I just received this frame bag from Rockgiest the other day, i had it custom made for my frame by sending in a pic of my bike with a measuring tape on it. The bottom of the bag is bolt on to my water bottle cage attachments. It has a divider in the middle that can be converted with a velcro strip in it in case I need to use the whole compartment for bigger items. I am not affiliated with Rockgeist at all just a very pleased customer. Just wanted to let you all know they are a great company if your planning on getting a custom bag made. Really happy with it. Also I rode last night in the rain and it kept all of my gear inside completely dry. I got it originally for backpacking trips but i love it so much I think it will stay on my bike permanently. Love being able to stuff a full sized jacket and gloves in there when I get to warm, store a rain/wind breaker in case it rains, and of course fits all of my tools/pump and water bladder.


----------



## injected59 (Aug 14, 2016)

Fattyrider38 said:


> View attachment 1220250
> I just received this frame bag from Rockgiest the other day, i had it custom made for my frame by sending in a pic of my bike with a measuring tape on it. The bottom of the bag is bolt on to my water bottle cage attachments. It has a divider in the middle that can be converted with a velcro strip in it in case I need to use the whole compartment for bigger items. I am not affiliated with Rockgeist at all just a very pleased customer. Just wanted to let you all know they are a great company if your planning on getting a custom bag made. Really happy with it. Also I rode last night in the rain and it kept all of my gear inside completely dry. I got it originally for backpacking trips but i love it so much I think it will stay on my bike permanently. Love being able to stuff a full sized jacket and gloves in there when I get to warm, store a rain/wind breaker in case it rains, and of course fits all of my tools/pump and water bladder.


Nice, and thank you for posting.
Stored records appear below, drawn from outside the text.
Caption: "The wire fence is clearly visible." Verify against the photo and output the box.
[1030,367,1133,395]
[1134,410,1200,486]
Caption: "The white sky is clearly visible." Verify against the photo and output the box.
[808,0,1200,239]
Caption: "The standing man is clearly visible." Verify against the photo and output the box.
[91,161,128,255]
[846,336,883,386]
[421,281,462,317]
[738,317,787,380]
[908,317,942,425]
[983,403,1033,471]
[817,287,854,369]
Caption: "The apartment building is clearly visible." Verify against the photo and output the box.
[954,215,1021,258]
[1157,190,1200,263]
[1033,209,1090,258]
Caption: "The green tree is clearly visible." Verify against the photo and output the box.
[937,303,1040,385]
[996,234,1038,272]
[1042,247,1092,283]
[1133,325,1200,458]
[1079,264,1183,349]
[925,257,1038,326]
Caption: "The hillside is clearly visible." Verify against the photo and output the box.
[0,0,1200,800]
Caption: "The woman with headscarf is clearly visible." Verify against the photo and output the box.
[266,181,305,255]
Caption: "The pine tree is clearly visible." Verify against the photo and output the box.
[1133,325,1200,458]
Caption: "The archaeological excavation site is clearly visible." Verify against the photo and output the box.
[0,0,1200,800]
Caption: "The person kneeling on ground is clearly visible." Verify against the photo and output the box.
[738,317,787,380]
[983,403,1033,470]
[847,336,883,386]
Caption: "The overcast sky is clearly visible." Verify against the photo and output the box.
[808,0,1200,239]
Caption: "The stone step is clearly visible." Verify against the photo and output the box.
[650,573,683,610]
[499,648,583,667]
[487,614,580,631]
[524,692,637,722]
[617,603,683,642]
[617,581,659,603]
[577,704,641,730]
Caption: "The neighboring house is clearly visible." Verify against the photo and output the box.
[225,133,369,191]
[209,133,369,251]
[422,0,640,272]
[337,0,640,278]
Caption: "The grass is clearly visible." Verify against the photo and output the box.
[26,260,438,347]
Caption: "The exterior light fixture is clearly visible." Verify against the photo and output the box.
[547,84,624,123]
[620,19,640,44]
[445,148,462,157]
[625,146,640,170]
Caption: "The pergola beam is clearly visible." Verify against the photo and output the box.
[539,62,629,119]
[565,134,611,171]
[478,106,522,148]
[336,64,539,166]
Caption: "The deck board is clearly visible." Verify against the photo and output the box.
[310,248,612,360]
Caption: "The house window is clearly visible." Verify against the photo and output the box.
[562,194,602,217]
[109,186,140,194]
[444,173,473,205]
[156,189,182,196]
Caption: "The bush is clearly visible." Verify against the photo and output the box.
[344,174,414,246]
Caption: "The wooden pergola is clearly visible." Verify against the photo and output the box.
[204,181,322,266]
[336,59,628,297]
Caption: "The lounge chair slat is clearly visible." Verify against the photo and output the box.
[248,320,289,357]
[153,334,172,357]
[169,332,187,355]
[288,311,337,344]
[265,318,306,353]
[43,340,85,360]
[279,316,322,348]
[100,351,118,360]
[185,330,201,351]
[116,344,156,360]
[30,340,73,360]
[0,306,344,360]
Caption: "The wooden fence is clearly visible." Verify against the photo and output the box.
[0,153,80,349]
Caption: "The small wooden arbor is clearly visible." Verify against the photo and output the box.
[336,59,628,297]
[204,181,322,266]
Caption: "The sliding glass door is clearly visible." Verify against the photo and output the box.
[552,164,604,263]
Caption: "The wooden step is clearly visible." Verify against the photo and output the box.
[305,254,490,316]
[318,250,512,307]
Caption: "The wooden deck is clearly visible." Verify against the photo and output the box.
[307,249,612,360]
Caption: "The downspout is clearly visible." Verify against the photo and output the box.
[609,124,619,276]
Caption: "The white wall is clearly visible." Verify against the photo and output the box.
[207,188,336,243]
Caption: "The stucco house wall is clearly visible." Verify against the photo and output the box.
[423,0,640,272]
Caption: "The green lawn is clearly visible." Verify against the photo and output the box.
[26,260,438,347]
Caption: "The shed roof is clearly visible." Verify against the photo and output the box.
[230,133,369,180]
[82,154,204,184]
I'm actually in the market for a new custom frame bag for my Kona. What did that end up running you? P.m. me if you don't wanna post a price. Thanks Chris

Sent from my iPhone using Tapatalk


----------



## Fattyrider38 (Jun 7, 2018)

The bag wasn't that bad compared to other frame makers it is about on par, they start at just over a 100 I think then when you ad options like extra pockets, bolt on dual color it adds a bit but i think it was around 200 for mine with all of the options I added


----------



## injected59 (Aug 14, 2016)

Fattyrider38 said:


> The bag wasn't that bad compared to other frame makers it is about on par, they start at just over a 100 I think then when you ad options like extra pockets, bolt on dual color it adds a bit but i think it was around 200 for mine with all of the options I added


Not bad given most seat bags are over $200

Sent from my iPhone using Tapatalk


----------



## AppleYak (Aug 17, 2006)

I have two Rockgeist frame bags and they both are awesome. Rockgeist and ATM bags both use the photo fit method - which for a frame bag is the way to go in my opinion.


----------



## dRjOn (Feb 18, 2004)

i have a couple too, Fiberflight DCF gondola and a liteskin partial frame, bolt on bag. both are excellent! id recommend Greg's work!


----------



## thmslilly (May 20, 2012)

I've got the Gondola dropper and can attest to the quality. Would, and will, go back to Rockgeist.


----------



## Flying_Scotsman (Jul 12, 2011)

AppleYak said:


> Rockgeist and ATM bags both use the photo fit method...


...... as does Rogue Panda.


----------



## 1 Speed (Jan 8, 2004)

injected59 said:


> Not bad given most seat bags are over $200
> 
> Sent from my iPhone using Tapatalk


Saddle bags are a lot harder to construct. Hence, the higher price. In my experience, frame bags are usually the easiest of the bags to make. They still take at least a day... so, I wouldn't begrudge paying at least 150 given cost of materials and at least a day of work. Just sayin' for informations sake.


----------



## NickSmolinske (Mar 8, 2008)

Flying_Scotsman said:


> ...... as does Rogue Panda.


Since 2014! I came up with it the first time we had an online order - I have a computer science background and it was pretty obvious that information doesn't need to be sent through snail mail this day and age. I'm still surprised it took 4 years for other brands to catch on.

I think at this point there's only one holdout I'm aware of.


----------